Diodore de Sicile dérive le mot Pyrénées du grec πόρον, qui signifie du feu, & prétend qu’il a été occasionné par un embrasement des bergers, en brûlant les forêts qui couvroient ces montagnes. Aristote parle de cet embrasement.

Quoi qu’il en soit de l’origine du nom, les monts Pyrenées s’étendent depuis la Méditerranée jusqu’à l’Océan, l’espace de 85 lieues en longueur. L’œil qui croyoit d’abord les mesurer, découvre les montagnes derriere les montagnes, & se perd toujours davantage.

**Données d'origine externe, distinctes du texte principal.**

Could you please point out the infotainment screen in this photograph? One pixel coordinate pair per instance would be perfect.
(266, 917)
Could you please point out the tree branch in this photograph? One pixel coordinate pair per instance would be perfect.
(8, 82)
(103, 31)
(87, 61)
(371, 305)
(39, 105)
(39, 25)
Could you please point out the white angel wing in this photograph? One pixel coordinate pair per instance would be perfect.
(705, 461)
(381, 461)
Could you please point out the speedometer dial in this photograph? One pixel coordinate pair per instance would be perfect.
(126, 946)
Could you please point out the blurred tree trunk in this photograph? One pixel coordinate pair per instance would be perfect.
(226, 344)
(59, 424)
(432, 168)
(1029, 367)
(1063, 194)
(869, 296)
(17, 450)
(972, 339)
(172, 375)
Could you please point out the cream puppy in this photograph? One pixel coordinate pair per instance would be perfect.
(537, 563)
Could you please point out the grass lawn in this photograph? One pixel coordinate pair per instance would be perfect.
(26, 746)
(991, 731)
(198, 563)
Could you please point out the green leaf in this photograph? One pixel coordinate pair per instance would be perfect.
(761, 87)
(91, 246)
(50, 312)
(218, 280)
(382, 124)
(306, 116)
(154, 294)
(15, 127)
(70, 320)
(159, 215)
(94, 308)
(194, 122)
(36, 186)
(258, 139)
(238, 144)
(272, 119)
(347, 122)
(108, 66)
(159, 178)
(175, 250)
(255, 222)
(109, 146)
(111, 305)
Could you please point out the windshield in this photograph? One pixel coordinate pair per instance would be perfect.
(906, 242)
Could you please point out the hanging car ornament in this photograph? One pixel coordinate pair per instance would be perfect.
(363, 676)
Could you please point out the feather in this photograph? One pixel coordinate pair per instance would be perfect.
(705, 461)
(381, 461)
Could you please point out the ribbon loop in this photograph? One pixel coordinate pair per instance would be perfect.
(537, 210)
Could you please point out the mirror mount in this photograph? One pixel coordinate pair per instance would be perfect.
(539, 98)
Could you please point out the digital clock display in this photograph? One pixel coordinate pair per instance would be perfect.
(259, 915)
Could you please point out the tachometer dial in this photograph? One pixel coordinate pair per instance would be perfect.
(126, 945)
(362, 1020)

Leur largeur est différente selon les endroits, & la plus grande est de 40 lieues.

Elles commencent au port de Vendres dans le Roussillon, sur la Méditerranée, & à Saint-Jean-de-Luz dans la Biscaye françoise, sur l’Océan, d’où elles s’étendent jusqu’à Saint-Sébastien, port de mer dans la Biscaye espagnole, à Pampelune dans la Navarre, à Venasca dans l’Arragon, à Lérida & à Tortose, dans la Catalogne. Tout le terrein que ces montagnes occupent est partagé aujourd’hui entre la France & l’Espagne. La France y a cinq petits pays, qui sont la Biscaye, la principauté de Béarn, & les comtés de Bigorre, de Comminges & de Roussillon. L’Espagne y possede quatre provinces, qui sont la Biscaye, la Navarre, l’Arragon & la Catalogne.

Ces montagnes ont divers noms, selon les divers lieux qu’elles avoisinent. Vers le Roussillon elles se partagent en deux branches, dont celle qui sépare ce comté du Languedoc, s’appelle anti-Pyrénée ; & celle qui le sépare de la Catalogne, se nomme col de Pertuis, quoique ce mot de col signifie proprement les passages étroits qui sont dans ces montagnes. Il y a du même côté monte-Canigo, sierra de Guara, col de la Prexa, col de l’Argentiere, & porto-de-Viella. Celles qu’on voit entre la Gascogne & l’Arragon, sont les montagnes de Jacca & de Sainte-Christine ; enfin celles qui s’étendent dans la Navarre s’appellent les montagnes d’Adula & de Ronceaux.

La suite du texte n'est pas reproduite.